The word is derived from the Italian word graffio (“scratch”), graffiti (“incised inscriptions,” plural but often used as singular) has a long history. Graffiti are in the remains of the Mayan city of Tikal in Central America, on rocks in Spain dating to the 16th century, and in medieval English churches. During the 20th century, graffiti in the United States and Europe was closely associated with gangs, who used it for a variety of purposes: for identifying or claiming territory, for memorializing dead gang members in an informal “obituary,” for boasting about acts (e.g., crimes) committed by gang members, and for challenging rival gangs as a prelude to violent confrontations. 

The Hip Hop culture made graf an original element. This is the case because like Hip Hop, graffiti was particularly prominent in major urban centres. Graffiti is especially visible in the United States and Europe; common targets were subways, billboards, and walls. In the 1990s there emerged a new form of graffiti, known as “tagging,” which entailed the repeated use of a single symbol or series of symbols to mark territory. In order to attract the most attention possible, this type of graffiti usually appeared in strategically or centrally located neighbourhoods.

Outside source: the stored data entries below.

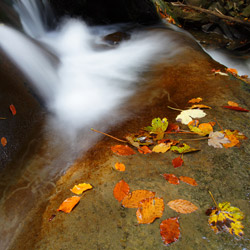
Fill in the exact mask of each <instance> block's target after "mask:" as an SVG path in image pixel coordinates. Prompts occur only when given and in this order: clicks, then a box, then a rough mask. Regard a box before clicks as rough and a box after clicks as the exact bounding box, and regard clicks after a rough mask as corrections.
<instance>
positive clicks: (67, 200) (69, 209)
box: [57, 196, 81, 213]
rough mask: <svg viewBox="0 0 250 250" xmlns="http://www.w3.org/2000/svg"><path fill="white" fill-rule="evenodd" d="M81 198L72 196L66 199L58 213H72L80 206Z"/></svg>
mask: <svg viewBox="0 0 250 250" xmlns="http://www.w3.org/2000/svg"><path fill="white" fill-rule="evenodd" d="M80 199H81V197H79V196H72V197H70V198H68V199H66V200H65V201H64V202H63V203H62V204H61V205H60V207H59V208H58V209H57V211H63V212H64V213H70V212H71V211H72V209H73V208H74V207H75V206H76V205H77V204H78V202H79V201H80Z"/></svg>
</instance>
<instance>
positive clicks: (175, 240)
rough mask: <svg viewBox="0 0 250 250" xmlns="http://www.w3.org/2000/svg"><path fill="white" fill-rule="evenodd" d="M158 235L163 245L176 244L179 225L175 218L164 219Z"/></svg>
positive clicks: (178, 238) (161, 225)
mask: <svg viewBox="0 0 250 250" xmlns="http://www.w3.org/2000/svg"><path fill="white" fill-rule="evenodd" d="M160 234H161V238H162V240H163V242H164V244H165V245H168V244H171V243H173V242H176V241H177V240H178V239H179V237H180V224H179V220H178V218H177V217H172V218H169V219H166V220H164V221H162V222H161V224H160Z"/></svg>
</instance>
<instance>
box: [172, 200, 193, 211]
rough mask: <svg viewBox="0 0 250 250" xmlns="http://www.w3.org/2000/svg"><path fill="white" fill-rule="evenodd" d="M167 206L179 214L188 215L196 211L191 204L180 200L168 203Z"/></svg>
mask: <svg viewBox="0 0 250 250" xmlns="http://www.w3.org/2000/svg"><path fill="white" fill-rule="evenodd" d="M168 206H169V207H170V208H172V209H173V210H175V211H176V212H178V213H181V214H189V213H192V212H194V211H196V210H197V209H198V207H196V206H195V205H194V204H193V203H192V202H190V201H187V200H182V199H179V200H173V201H170V202H169V203H168Z"/></svg>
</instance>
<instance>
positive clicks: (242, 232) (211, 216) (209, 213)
mask: <svg viewBox="0 0 250 250" xmlns="http://www.w3.org/2000/svg"><path fill="white" fill-rule="evenodd" d="M209 214H210V216H209V219H208V223H209V225H210V227H211V228H212V229H213V231H214V232H215V233H218V232H219V231H224V230H225V231H227V232H229V233H230V234H235V235H237V236H239V237H241V236H243V235H244V232H243V230H242V229H243V228H244V226H243V225H242V224H241V221H240V220H242V219H243V218H244V214H243V213H242V212H241V210H240V209H239V208H237V207H232V206H231V204H230V202H227V201H226V202H223V203H219V204H218V207H214V208H212V209H211V210H210V212H209Z"/></svg>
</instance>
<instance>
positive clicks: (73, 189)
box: [70, 183, 93, 194]
mask: <svg viewBox="0 0 250 250" xmlns="http://www.w3.org/2000/svg"><path fill="white" fill-rule="evenodd" d="M92 188H93V186H92V185H90V184H88V183H80V184H78V185H75V186H74V187H73V188H72V189H70V191H71V192H73V193H74V194H82V193H83V192H84V191H86V190H89V189H92Z"/></svg>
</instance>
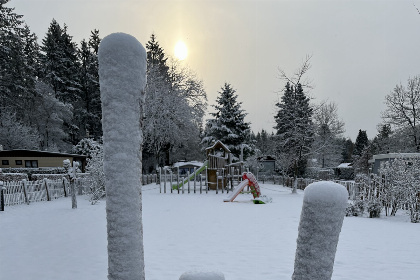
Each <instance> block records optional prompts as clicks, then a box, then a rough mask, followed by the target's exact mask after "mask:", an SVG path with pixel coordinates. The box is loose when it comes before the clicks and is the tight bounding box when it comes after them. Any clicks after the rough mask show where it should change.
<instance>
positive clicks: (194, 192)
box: [194, 167, 197, 193]
mask: <svg viewBox="0 0 420 280" xmlns="http://www.w3.org/2000/svg"><path fill="white" fill-rule="evenodd" d="M196 171H197V167H194V193H195V185H196V184H195V181H196V180H197V174H195V172H196Z"/></svg>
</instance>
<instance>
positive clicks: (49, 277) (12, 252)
mask: <svg viewBox="0 0 420 280" xmlns="http://www.w3.org/2000/svg"><path fill="white" fill-rule="evenodd" d="M260 188H261V192H262V193H263V194H266V195H267V196H270V197H272V198H273V202H272V203H268V204H264V205H254V204H253V203H252V198H253V196H252V194H250V193H247V194H239V195H238V196H237V198H236V199H235V200H234V202H232V203H226V202H223V199H225V198H227V197H228V195H229V194H231V192H229V194H227V193H224V194H222V193H219V194H218V195H216V194H215V191H211V192H210V191H209V193H208V194H203V195H200V194H194V193H190V194H188V193H185V194H184V195H178V194H170V193H167V194H163V193H160V192H159V186H158V185H156V184H148V185H145V186H143V195H142V196H143V223H144V245H145V248H144V250H145V269H146V279H148V280H162V279H179V277H180V275H181V274H182V273H184V272H185V271H188V270H206V269H211V270H219V271H221V272H223V273H224V275H225V277H226V279H229V280H246V279H261V280H274V279H276V280H277V279H291V275H292V273H293V263H294V258H295V251H296V237H297V233H298V225H299V219H300V214H301V210H302V199H303V192H302V191H300V190H298V193H297V194H296V195H292V194H291V189H290V188H286V187H282V186H279V185H272V184H262V183H261V182H260ZM105 204H106V203H105V201H104V200H100V201H99V203H98V204H96V205H91V204H90V202H89V197H83V196H80V197H78V209H71V199H70V198H69V197H68V198H59V199H56V200H53V201H49V202H37V203H32V204H30V205H26V204H23V205H16V206H11V207H7V209H6V211H5V212H2V214H1V219H0V228H1V229H2V230H1V231H0V240H2V242H0V251H1V252H2V253H1V254H0V271H1V278H2V279H3V278H4V279H55V280H68V279H79V280H91V279H106V278H107V249H106V246H107V237H106V230H105V228H106V218H105ZM418 230H419V229H418V224H413V223H410V221H409V217H407V215H404V214H403V213H402V212H401V215H400V216H399V215H397V216H396V217H385V216H384V217H381V218H379V219H369V218H361V217H346V218H345V219H344V224H343V228H342V231H341V234H340V240H339V243H338V248H337V255H336V259H335V265H334V273H333V277H332V279H334V280H349V279H355V278H356V279H381V280H394V279H417V278H418V271H419V270H418V264H419V263H420V255H419V254H418V252H417V251H416V250H414V249H413V248H419V246H420V241H419V238H418V232H419V231H418ZM355 275H356V276H357V277H355Z"/></svg>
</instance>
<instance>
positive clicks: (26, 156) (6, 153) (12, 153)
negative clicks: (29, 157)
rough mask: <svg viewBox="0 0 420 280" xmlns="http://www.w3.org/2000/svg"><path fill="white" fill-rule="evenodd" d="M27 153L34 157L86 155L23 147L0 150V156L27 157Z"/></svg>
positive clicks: (64, 156) (62, 156) (74, 156)
mask: <svg viewBox="0 0 420 280" xmlns="http://www.w3.org/2000/svg"><path fill="white" fill-rule="evenodd" d="M28 155H31V156H36V157H79V158H86V157H87V156H85V155H78V154H69V153H58V152H49V151H39V150H25V149H16V150H6V151H0V157H27V156H28Z"/></svg>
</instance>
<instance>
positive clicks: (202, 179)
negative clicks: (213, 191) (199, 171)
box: [200, 174, 203, 194]
mask: <svg viewBox="0 0 420 280" xmlns="http://www.w3.org/2000/svg"><path fill="white" fill-rule="evenodd" d="M202 185H203V175H201V174H200V194H201V193H202V192H203V186H202Z"/></svg>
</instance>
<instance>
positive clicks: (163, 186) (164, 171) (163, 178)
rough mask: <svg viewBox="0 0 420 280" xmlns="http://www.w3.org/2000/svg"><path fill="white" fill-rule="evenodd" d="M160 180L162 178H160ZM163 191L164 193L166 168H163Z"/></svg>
mask: <svg viewBox="0 0 420 280" xmlns="http://www.w3.org/2000/svg"><path fill="white" fill-rule="evenodd" d="M160 181H162V178H160ZM163 193H166V168H163Z"/></svg>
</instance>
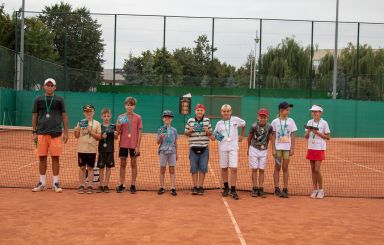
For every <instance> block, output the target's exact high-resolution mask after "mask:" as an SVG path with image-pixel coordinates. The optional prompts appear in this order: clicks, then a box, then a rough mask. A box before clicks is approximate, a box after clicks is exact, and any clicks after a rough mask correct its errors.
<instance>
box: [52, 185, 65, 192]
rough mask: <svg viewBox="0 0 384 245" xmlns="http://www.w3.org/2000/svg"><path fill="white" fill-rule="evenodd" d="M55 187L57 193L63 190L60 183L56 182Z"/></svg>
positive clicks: (62, 191)
mask: <svg viewBox="0 0 384 245" xmlns="http://www.w3.org/2000/svg"><path fill="white" fill-rule="evenodd" d="M53 189H54V190H55V192H56V193H61V192H63V189H62V188H61V187H60V185H59V183H55V184H54V185H53Z"/></svg>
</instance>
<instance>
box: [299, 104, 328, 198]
mask: <svg viewBox="0 0 384 245" xmlns="http://www.w3.org/2000/svg"><path fill="white" fill-rule="evenodd" d="M309 110H310V111H311V112H312V117H313V119H312V120H309V121H308V123H307V124H306V125H305V138H307V139H308V152H307V159H308V160H309V161H310V163H311V169H312V182H313V192H312V193H311V195H310V197H311V198H324V190H323V176H322V175H321V173H320V165H321V161H323V160H325V150H326V148H327V145H326V142H325V140H329V139H330V133H331V131H330V130H329V126H328V123H327V121H325V120H324V119H322V118H321V115H322V114H323V108H322V107H321V106H319V105H313V106H312V108H311V109H309Z"/></svg>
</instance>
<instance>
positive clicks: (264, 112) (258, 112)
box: [257, 108, 269, 117]
mask: <svg viewBox="0 0 384 245" xmlns="http://www.w3.org/2000/svg"><path fill="white" fill-rule="evenodd" d="M257 114H258V115H265V116H267V117H268V116H269V112H268V110H267V109H265V108H261V109H260V110H259V112H258V113H257Z"/></svg>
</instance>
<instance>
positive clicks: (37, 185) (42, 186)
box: [32, 182, 46, 192]
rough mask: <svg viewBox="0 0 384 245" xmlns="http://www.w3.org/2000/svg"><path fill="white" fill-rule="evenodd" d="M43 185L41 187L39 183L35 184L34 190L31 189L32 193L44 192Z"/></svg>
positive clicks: (33, 189) (44, 187)
mask: <svg viewBox="0 0 384 245" xmlns="http://www.w3.org/2000/svg"><path fill="white" fill-rule="evenodd" d="M45 189H46V188H45V185H43V184H42V183H41V182H39V183H38V184H37V186H36V187H35V188H33V189H32V192H38V191H45Z"/></svg>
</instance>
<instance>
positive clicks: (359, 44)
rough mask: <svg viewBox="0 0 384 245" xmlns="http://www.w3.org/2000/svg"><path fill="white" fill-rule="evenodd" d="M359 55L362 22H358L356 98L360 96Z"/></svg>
mask: <svg viewBox="0 0 384 245" xmlns="http://www.w3.org/2000/svg"><path fill="white" fill-rule="evenodd" d="M359 56H360V22H359V23H357V48H356V85H355V86H356V91H355V99H358V98H359V75H360V74H359V73H360V71H359Z"/></svg>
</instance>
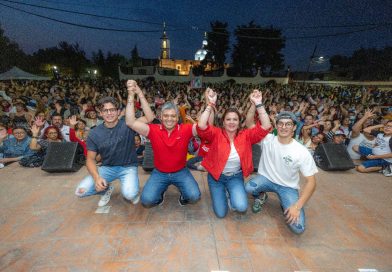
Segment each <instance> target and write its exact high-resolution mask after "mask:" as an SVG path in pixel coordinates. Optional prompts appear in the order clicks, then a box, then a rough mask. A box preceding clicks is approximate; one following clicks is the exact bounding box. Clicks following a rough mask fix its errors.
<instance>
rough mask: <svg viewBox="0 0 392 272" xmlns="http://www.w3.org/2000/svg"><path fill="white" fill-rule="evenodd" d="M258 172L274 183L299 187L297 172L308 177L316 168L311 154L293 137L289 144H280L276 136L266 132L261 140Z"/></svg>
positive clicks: (305, 148)
mask: <svg viewBox="0 0 392 272" xmlns="http://www.w3.org/2000/svg"><path fill="white" fill-rule="evenodd" d="M258 172H259V174H260V175H263V176H265V177H266V178H268V179H269V180H270V181H272V182H274V183H276V184H279V185H282V186H286V187H290V188H294V189H299V180H300V178H299V172H301V173H302V175H304V176H305V177H309V176H313V175H314V174H316V173H317V172H318V170H317V167H316V164H315V162H314V160H313V157H312V155H311V154H310V152H309V151H308V150H307V148H306V147H304V146H303V145H302V144H300V143H298V142H297V141H296V140H294V139H293V140H292V141H291V143H289V144H281V143H280V142H279V141H278V136H275V135H273V134H268V135H267V136H266V137H265V138H264V139H263V140H262V141H261V158H260V162H259V168H258Z"/></svg>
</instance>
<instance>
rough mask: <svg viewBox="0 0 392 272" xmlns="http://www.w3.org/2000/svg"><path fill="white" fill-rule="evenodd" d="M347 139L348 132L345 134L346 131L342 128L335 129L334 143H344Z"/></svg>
mask: <svg viewBox="0 0 392 272" xmlns="http://www.w3.org/2000/svg"><path fill="white" fill-rule="evenodd" d="M345 141H346V134H344V132H343V131H341V130H337V131H335V133H334V135H333V136H332V143H334V144H342V145H344V143H345Z"/></svg>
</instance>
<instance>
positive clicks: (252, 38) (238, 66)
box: [232, 21, 285, 75]
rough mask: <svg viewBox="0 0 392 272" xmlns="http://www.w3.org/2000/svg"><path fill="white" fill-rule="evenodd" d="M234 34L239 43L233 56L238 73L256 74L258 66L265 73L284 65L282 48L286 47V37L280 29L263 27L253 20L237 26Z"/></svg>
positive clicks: (234, 64)
mask: <svg viewBox="0 0 392 272" xmlns="http://www.w3.org/2000/svg"><path fill="white" fill-rule="evenodd" d="M234 34H235V36H236V41H237V43H236V44H235V45H234V50H233V54H232V58H233V65H234V67H235V70H236V71H237V73H239V74H242V75H254V74H255V72H256V69H257V68H258V67H260V69H261V71H262V72H263V73H266V72H268V71H269V72H272V71H278V70H280V69H282V68H283V67H284V59H283V54H282V53H281V50H282V49H283V48H284V47H285V39H284V38H283V37H282V32H281V30H280V29H275V28H273V27H272V26H271V27H268V28H265V27H261V26H259V25H257V24H255V23H254V21H251V22H249V23H248V25H241V26H237V28H236V29H235V32H234Z"/></svg>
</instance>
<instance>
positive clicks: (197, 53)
mask: <svg viewBox="0 0 392 272" xmlns="http://www.w3.org/2000/svg"><path fill="white" fill-rule="evenodd" d="M206 55H207V50H205V49H204V48H201V49H199V50H197V51H196V54H195V60H204V58H205V57H206Z"/></svg>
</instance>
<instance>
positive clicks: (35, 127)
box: [30, 124, 40, 137]
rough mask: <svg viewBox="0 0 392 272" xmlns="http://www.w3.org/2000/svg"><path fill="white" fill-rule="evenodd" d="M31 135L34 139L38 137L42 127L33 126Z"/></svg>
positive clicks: (31, 132)
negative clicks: (39, 131) (31, 135)
mask: <svg viewBox="0 0 392 272" xmlns="http://www.w3.org/2000/svg"><path fill="white" fill-rule="evenodd" d="M30 130H31V133H32V134H33V136H34V137H37V136H38V135H39V131H40V127H39V126H37V125H36V124H34V125H32V126H31V129H30Z"/></svg>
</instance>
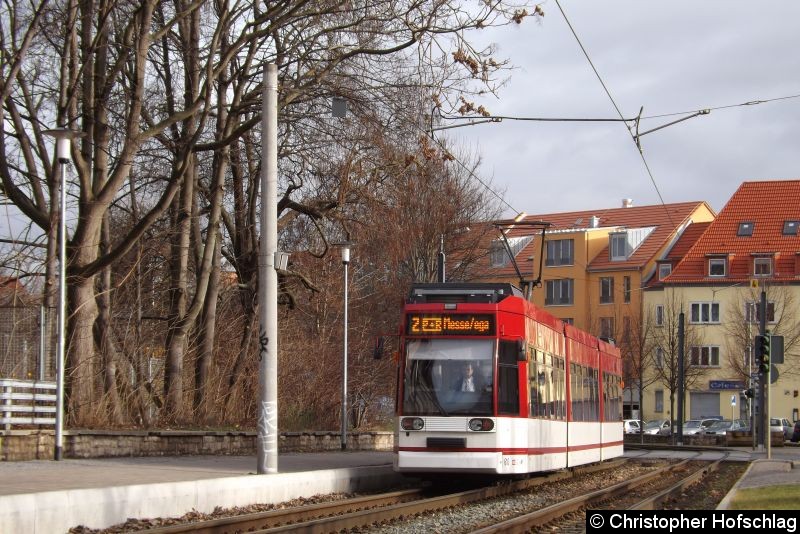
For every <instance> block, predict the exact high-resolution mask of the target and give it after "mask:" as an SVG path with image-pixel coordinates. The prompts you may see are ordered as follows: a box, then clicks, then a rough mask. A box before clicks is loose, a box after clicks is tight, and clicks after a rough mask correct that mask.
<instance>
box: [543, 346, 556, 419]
mask: <svg viewBox="0 0 800 534" xmlns="http://www.w3.org/2000/svg"><path fill="white" fill-rule="evenodd" d="M544 363H545V364H544V366H543V370H544V373H543V374H544V395H543V396H544V413H542V417H544V418H546V419H554V417H555V415H554V414H555V409H554V404H555V395H554V388H553V365H552V364H553V361H552V358H551V357H550V355H549V354H545V356H544Z"/></svg>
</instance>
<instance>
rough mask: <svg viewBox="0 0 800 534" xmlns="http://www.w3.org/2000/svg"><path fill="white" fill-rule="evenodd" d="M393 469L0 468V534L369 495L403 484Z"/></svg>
mask: <svg viewBox="0 0 800 534" xmlns="http://www.w3.org/2000/svg"><path fill="white" fill-rule="evenodd" d="M391 463H392V453H391V452H374V451H370V452H338V451H337V452H325V453H284V454H281V455H279V456H278V470H279V472H278V473H277V474H270V475H257V474H255V472H256V467H257V464H256V458H255V457H254V456H247V457H243V456H182V457H157V458H152V457H150V458H108V459H94V460H62V461H59V462H55V461H50V460H37V461H29V462H0V480H2V481H3V482H2V484H0V532H26V533H34V534H36V533H46V534H51V533H53V532H66V531H67V530H68V529H70V528H72V527H76V526H78V525H83V526H86V527H89V528H106V527H109V526H111V525H114V524H118V523H122V522H124V521H125V520H126V519H127V518H129V517H139V518H147V517H178V516H181V515H183V514H185V513H187V512H190V511H192V510H196V511H198V512H211V511H213V510H214V509H215V508H217V507H223V508H231V507H234V506H246V505H249V504H253V503H279V502H285V501H289V500H292V499H295V498H298V497H308V496H312V495H316V494H321V493H336V492H361V491H374V490H378V489H381V488H384V487H386V485H389V484H392V483H393V482H397V481H400V480H403V477H402V476H401V475H399V474H396V473H394V471H393V470H392V466H391Z"/></svg>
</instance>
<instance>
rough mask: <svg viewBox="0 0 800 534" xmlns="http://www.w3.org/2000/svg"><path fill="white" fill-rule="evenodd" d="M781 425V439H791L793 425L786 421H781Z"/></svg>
mask: <svg viewBox="0 0 800 534" xmlns="http://www.w3.org/2000/svg"><path fill="white" fill-rule="evenodd" d="M781 422H782V423H783V439H784V440H786V439H789V438H791V437H792V432H793V431H794V425H793V424H792V423H790V422H789V420H788V419H785V418H784V419H781Z"/></svg>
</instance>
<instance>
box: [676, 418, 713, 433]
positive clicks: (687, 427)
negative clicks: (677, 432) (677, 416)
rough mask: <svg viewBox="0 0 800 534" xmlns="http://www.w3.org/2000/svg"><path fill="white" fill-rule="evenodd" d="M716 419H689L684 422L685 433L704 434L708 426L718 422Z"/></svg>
mask: <svg viewBox="0 0 800 534" xmlns="http://www.w3.org/2000/svg"><path fill="white" fill-rule="evenodd" d="M716 422H717V420H716V419H689V420H688V421H686V422H685V423H683V435H684V436H692V435H694V434H702V433H703V432H704V431H705V430H706V429H707V428H708V427H710V426H711V425H713V424H714V423H716Z"/></svg>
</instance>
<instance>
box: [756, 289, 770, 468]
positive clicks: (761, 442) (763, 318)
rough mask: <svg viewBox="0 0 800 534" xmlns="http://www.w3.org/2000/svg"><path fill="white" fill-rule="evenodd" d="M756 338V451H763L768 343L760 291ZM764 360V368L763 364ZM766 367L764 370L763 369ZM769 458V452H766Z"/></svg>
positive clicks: (766, 378) (767, 416) (768, 443)
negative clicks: (756, 446)
mask: <svg viewBox="0 0 800 534" xmlns="http://www.w3.org/2000/svg"><path fill="white" fill-rule="evenodd" d="M759 311H760V312H761V313H759V318H758V334H759V335H758V336H757V338H756V358H758V374H759V377H758V383H759V388H758V406H759V409H760V412H759V417H758V444H759V447H758V450H759V451H763V450H764V447H769V441H770V439H769V438H770V436H769V406H768V405H767V391H768V389H767V388H769V352H768V350H769V341H767V336H766V334H767V292H766V291H764V290H763V289H762V290H761V302H760V303H759ZM765 360H766V366H765V365H764V362H765ZM765 367H766V368H765ZM767 457H769V450H767Z"/></svg>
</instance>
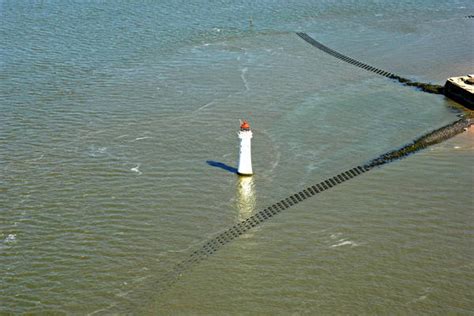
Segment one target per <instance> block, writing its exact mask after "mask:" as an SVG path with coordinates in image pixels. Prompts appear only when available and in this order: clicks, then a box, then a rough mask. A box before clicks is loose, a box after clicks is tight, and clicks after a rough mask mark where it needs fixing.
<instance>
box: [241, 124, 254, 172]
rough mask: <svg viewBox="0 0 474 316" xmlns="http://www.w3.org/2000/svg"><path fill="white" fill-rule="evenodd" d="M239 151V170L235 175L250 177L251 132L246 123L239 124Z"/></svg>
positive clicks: (251, 167)
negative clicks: (239, 125) (237, 174)
mask: <svg viewBox="0 0 474 316" xmlns="http://www.w3.org/2000/svg"><path fill="white" fill-rule="evenodd" d="M239 138H240V151H239V168H238V169H237V173H238V174H239V175H242V176H251V175H252V174H253V171H252V153H251V147H252V146H251V139H252V131H251V130H250V125H249V123H248V122H247V121H243V122H242V123H241V124H240V131H239Z"/></svg>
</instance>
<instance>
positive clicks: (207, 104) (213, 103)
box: [196, 101, 214, 112]
mask: <svg viewBox="0 0 474 316" xmlns="http://www.w3.org/2000/svg"><path fill="white" fill-rule="evenodd" d="M212 104H214V101H211V102H209V103H206V104H204V105H203V106H201V107H200V108H199V109H197V110H196V112H197V111H201V110H204V109H205V108H207V107H208V106H210V105H212Z"/></svg>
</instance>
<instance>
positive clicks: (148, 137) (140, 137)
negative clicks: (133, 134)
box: [134, 136, 151, 141]
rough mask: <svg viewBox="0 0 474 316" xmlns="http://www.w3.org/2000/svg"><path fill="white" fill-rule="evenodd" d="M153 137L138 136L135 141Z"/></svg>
mask: <svg viewBox="0 0 474 316" xmlns="http://www.w3.org/2000/svg"><path fill="white" fill-rule="evenodd" d="M147 138H151V137H150V136H143V137H137V138H135V140H134V141H137V140H142V139H147Z"/></svg>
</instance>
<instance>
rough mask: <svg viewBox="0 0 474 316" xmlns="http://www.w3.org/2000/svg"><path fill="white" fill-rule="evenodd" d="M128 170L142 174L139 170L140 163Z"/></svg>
mask: <svg viewBox="0 0 474 316" xmlns="http://www.w3.org/2000/svg"><path fill="white" fill-rule="evenodd" d="M130 171H133V172H136V173H138V174H139V175H140V174H142V172H141V171H140V164H138V165H137V166H136V167H133V168H131V169H130Z"/></svg>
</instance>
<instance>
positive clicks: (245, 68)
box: [240, 67, 250, 91]
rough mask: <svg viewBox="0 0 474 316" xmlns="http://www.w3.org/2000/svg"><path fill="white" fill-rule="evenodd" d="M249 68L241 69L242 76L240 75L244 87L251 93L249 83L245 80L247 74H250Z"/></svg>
mask: <svg viewBox="0 0 474 316" xmlns="http://www.w3.org/2000/svg"><path fill="white" fill-rule="evenodd" d="M248 70H249V69H248V68H247V67H244V68H242V69H241V74H240V78H242V81H243V82H244V86H245V90H246V91H249V90H250V89H249V83H248V81H247V79H246V78H245V75H246V74H247V72H248Z"/></svg>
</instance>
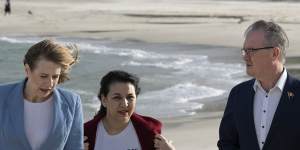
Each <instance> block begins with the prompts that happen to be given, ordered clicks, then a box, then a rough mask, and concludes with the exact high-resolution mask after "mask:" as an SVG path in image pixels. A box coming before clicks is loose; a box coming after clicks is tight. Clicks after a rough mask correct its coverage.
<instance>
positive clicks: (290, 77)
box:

For many in Portland, graffiti is more than just an eyesore. The first film to recognize Portland’s Hop Hop scene, Small City Big Hip Hop focused on the murals and graffiti around the city. Based on a local poll, two-thirds of Portland-area voters said tagging was a “very big” or “moderately big” problem, according to a poll of 600 likely voters in Clackamas, Multnomah and Washington counties. Among only Portland voters, 61 percent of respondents called graffiti a “very big” or “moderately big” problem, compared with 83 percent of respondents who put litter in the same two categories.